Chapter 8 analyses and appraises a modern version of an inference about Neanderthal language drawn from data about the experimental making of stone tools by modern humans. This knapping inference looks skeletally as follows, the arrows depicting inferential steps: Modern humans knap Palaeolithic stone tools by means of action sequences structured in terms of hierarchies and recursion → Like modern humans, Neanderthals knapped stone tools by means of action sequences structured in terms of hierarchies and recursion → Like modern humans, Neanderthals processed language by means of action sequences structured in terms of hierarchies and recursion. Probing the submerged components of this inference, Chapter 8 advances two reasons for doubting its soundness. First, the two inferential steps are poorly warranted, involving weak analologies that disregard important differences between Neanderthals and modern humans. Second, the first inferential step lacks appropriate empirical grounding. That is, the sequences involved in the experimental knapping of stone tools by modern humans are not characterised by the hierarchies and recursion used by the syntax of human language.
Chapter 9 focuses on an inference about Neanderthal language drawn from data about the experimental teaching of stone-tool making to modern humans.
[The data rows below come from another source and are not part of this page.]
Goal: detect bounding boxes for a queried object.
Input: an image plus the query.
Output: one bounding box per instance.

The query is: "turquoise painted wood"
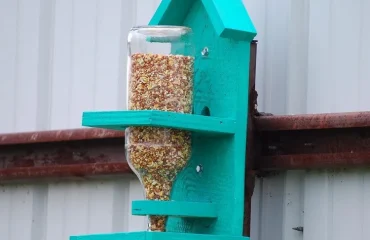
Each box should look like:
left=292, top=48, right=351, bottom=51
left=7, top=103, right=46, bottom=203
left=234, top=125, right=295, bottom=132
left=75, top=0, right=256, bottom=239
left=71, top=232, right=250, bottom=240
left=149, top=0, right=256, bottom=41
left=82, top=110, right=236, bottom=135
left=132, top=200, right=218, bottom=218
Comprising three inferential steps, the knapping-pedagogy inference looks as follows in outline: Experimentally gathered data about the transmission of Oldowan technology to modern humans → Verbal language enhances the transmission of Oldowan technology to modern humans → Verbal language originated hundreds of thousands years ago as a prerequisite for Acheulean technology → Some Neanderthals had verbal language. There are various reasons for doubting the soundness of this inference. First, its empirical grounding is contentious: some experimental studies have found verbal interaction to be unnecessary for teaching knapping skills, even causing underperformance by modern learners. Second, Chapter 9 finds the inferential steps to lack the required logical force. For instance, it cannot be inferred that verbal language was a prerequisite for teaching knapping technology to modern humans from data that it only enhances the teaching of such technology to modern humans. This logical flaw leaves the final inferential step ungrounded.